The Research institutes and medical colleges will have servers which would be linked to either state level or directly to the central server depending on the operational area of the institute. Other players like pharmaceutical sector, civil society organisations can also have their information network linked to any one level (national, state or district). The district level server should also be updating taluka-wise and village-wise epidemiology and health infrastructure in the district. In order to ensure accountability, monitoring may be performed at District, Block and Village at CHCs, PHCs and SCs respectively. Civil Society Organisation (CSOs), citizens and other interest groups may also take part in the monitoring process. While the proposed SHMIS would provide a proper information flow, the decision system would be much more effective with the enriched analytical ability of GIS. The model SHMIS is shown in figure 4.

The lone model of information system aided by GIS can help in better and faster delivery of health services in following ways:

  • No need for every agency to provide all types of data to the next level. It will have the discretion to filter the information by classifying shared and unshared data. e.g. every admission record at hospital need not be communicated to the next level, rather only the aggregate data may be shared.
  • It will decrease the cost of storing and analyzing the information at the actual source, thus avoiding duplication and increasing accessibility through Internet.
  • User can access the data of any level by logging into he central server without having the hassle of visiting every website – thus acting  as a single-window service station.
  • At each level, data would be viewed geo-spatially, which would help to take rational decisions and hence better health care planning.

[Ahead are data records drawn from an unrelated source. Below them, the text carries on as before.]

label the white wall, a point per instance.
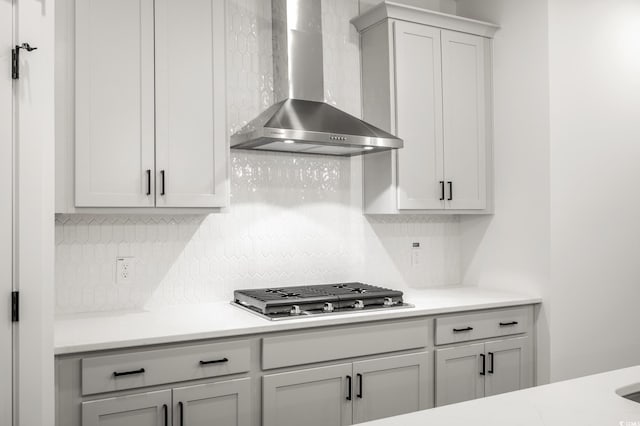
(293, 219)
(595, 178)
(510, 250)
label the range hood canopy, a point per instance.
(303, 122)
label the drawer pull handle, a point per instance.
(215, 361)
(128, 373)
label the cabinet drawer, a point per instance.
(461, 328)
(138, 369)
(319, 346)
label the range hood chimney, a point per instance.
(303, 122)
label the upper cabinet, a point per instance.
(426, 77)
(140, 105)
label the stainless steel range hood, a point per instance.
(303, 122)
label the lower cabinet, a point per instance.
(145, 409)
(483, 369)
(349, 393)
(221, 404)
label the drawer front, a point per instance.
(138, 369)
(320, 346)
(465, 327)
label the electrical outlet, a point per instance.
(415, 254)
(124, 270)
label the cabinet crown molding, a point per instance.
(402, 12)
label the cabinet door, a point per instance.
(463, 77)
(114, 103)
(458, 374)
(191, 145)
(509, 365)
(418, 84)
(391, 386)
(313, 397)
(221, 404)
(147, 409)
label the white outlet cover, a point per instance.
(125, 270)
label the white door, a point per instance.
(146, 409)
(418, 82)
(191, 142)
(114, 103)
(463, 77)
(391, 386)
(509, 365)
(6, 207)
(220, 404)
(313, 397)
(460, 373)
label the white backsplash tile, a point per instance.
(293, 219)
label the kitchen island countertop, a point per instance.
(113, 330)
(586, 401)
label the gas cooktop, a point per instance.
(324, 299)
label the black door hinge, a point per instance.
(15, 306)
(15, 59)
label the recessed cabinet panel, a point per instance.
(313, 397)
(114, 139)
(418, 80)
(219, 404)
(147, 409)
(509, 365)
(190, 104)
(458, 374)
(391, 386)
(464, 120)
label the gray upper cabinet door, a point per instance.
(220, 404)
(313, 397)
(391, 386)
(147, 409)
(191, 142)
(114, 149)
(458, 374)
(509, 365)
(418, 81)
(465, 115)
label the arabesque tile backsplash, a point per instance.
(293, 219)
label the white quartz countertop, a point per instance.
(587, 401)
(92, 332)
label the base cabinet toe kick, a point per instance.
(329, 376)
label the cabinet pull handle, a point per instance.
(148, 181)
(128, 373)
(214, 361)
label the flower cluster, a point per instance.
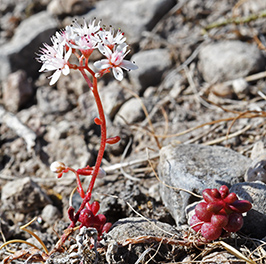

Last, but not the least MIS depends on its effective opera-tionalisation. Better operationalisation of SHMIS would require following preconditions, such as distributed architecture; commitment to open source software; agreements on data interchange standards; web enablement; commitment to holistic capacity building and change management; the Ministry of Health and Family Welfare (MHFW) should be acting as integrator institution

Conclusions

Indian public health infrastructure and services are presently much below the acceptable standards of quantity, quality and accountability. Poor governance system and poor knowledge management is the major cause of concern. Once SHMIS is in place, the governance of health services and infrastructure in India can be expected to become much more easier and efficient.